On Sun, Jun 2, 2019 at 7:43 PM Jesse Plamondon-Willard pathoschild@gmail.com wrote:
Hello,
Some Toolforge SQL queries have much worse performance when updated for the new comment table.
For example, see one previous SQL query and its updated version which just adds a join on the comment table. The change adds ten dependent subqueries and increases Stalktoy load times from ≈15 seconds to ≈245 seconds, and the same change for another query was enough to have my tools temporarily rate-limited.
I haven't found a way to update those queries efficiently. Is there an optimisation I'm missing? Why does the comment view need subqueries on ten other tables, and is there an alternate version without the subqueries for cases where we just need to join by ID?

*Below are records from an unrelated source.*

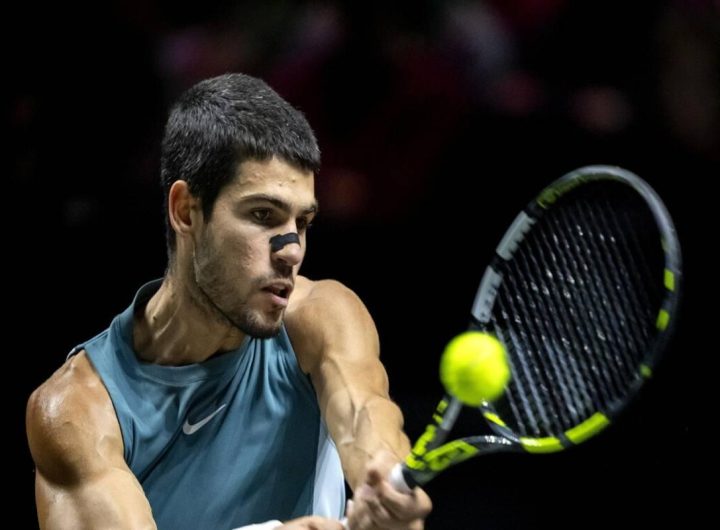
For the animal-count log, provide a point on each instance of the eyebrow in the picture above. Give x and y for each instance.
(278, 203)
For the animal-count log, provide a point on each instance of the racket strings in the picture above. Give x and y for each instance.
(545, 373)
(580, 292)
(601, 327)
(629, 295)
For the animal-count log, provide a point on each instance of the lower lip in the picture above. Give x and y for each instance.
(277, 300)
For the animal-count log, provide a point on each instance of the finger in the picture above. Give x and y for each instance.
(401, 506)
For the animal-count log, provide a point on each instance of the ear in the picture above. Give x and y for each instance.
(184, 209)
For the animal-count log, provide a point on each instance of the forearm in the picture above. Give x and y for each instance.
(374, 424)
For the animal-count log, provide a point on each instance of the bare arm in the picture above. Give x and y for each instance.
(337, 344)
(82, 480)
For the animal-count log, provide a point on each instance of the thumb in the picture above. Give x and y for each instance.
(374, 478)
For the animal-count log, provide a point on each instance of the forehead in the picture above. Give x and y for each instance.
(273, 177)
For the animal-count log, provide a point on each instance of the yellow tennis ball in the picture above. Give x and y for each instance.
(474, 368)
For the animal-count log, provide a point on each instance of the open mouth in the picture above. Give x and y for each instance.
(280, 290)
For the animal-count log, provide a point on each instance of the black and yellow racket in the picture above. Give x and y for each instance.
(582, 292)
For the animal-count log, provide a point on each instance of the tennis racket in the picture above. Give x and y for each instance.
(582, 291)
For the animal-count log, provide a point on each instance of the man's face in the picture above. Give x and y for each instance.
(239, 276)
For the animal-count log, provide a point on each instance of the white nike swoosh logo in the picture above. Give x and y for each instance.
(191, 428)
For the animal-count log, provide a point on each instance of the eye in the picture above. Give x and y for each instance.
(303, 223)
(261, 216)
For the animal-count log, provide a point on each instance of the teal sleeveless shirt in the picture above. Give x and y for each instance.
(235, 440)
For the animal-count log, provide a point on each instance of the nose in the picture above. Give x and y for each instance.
(287, 248)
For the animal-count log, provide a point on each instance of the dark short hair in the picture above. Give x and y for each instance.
(221, 122)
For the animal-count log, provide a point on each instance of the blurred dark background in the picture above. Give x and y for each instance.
(438, 121)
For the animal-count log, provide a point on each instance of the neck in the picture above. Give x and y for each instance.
(176, 327)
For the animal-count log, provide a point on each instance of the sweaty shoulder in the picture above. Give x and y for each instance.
(71, 423)
(324, 319)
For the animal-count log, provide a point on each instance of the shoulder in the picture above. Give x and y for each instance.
(71, 421)
(326, 318)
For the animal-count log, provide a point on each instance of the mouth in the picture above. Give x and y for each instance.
(280, 292)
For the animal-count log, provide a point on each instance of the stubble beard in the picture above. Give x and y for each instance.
(214, 297)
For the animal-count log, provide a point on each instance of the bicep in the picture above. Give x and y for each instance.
(112, 498)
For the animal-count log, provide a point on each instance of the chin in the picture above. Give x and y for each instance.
(259, 327)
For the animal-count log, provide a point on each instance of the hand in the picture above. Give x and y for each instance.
(312, 523)
(378, 506)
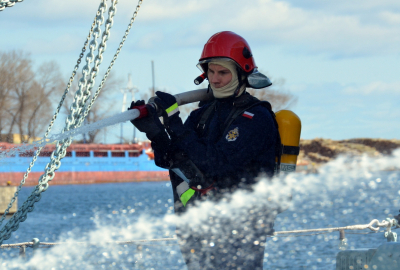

I don't have a good answer for the performance question, but I can provide some information about where the large number of subqueries come from. They are an artifact of the way that the comment table is exposed by the Wiki Replicas view layer. Comments can be suppressed and this suppression can be toggled back and forth over time. The flag for suppression lives in the related entity table (ipblocks in this case) rather than the comment table itself. Our current data sanitization system deals with this by deciding at runtime if a given comment should be visible or not to Wiki Replica users. This is done via a view that is defined in our Puppet repository [0]. This view is not aware of the context that it being used for in a given query, so it tests all of the entity table flags that could indicate suppression for each comment row.
One "fix" I could imagine for this would be for the Wiki Replicas to also provide per-entity views of the comment table that only return rows related to a single entity table. For example a "comment_ipblocks" view could use a where clause specific to the ipblocks entity table like "WHERE exists( select 1 from ipblocks where ipb_reason_id = comment_id and ipb_deleted = 0)" and exclude the tests for other entities (image, filearchive, revision, etc).
[0]: https://phabricator.wikimedia.org/source/operations-puppet/browse/production...
Bryan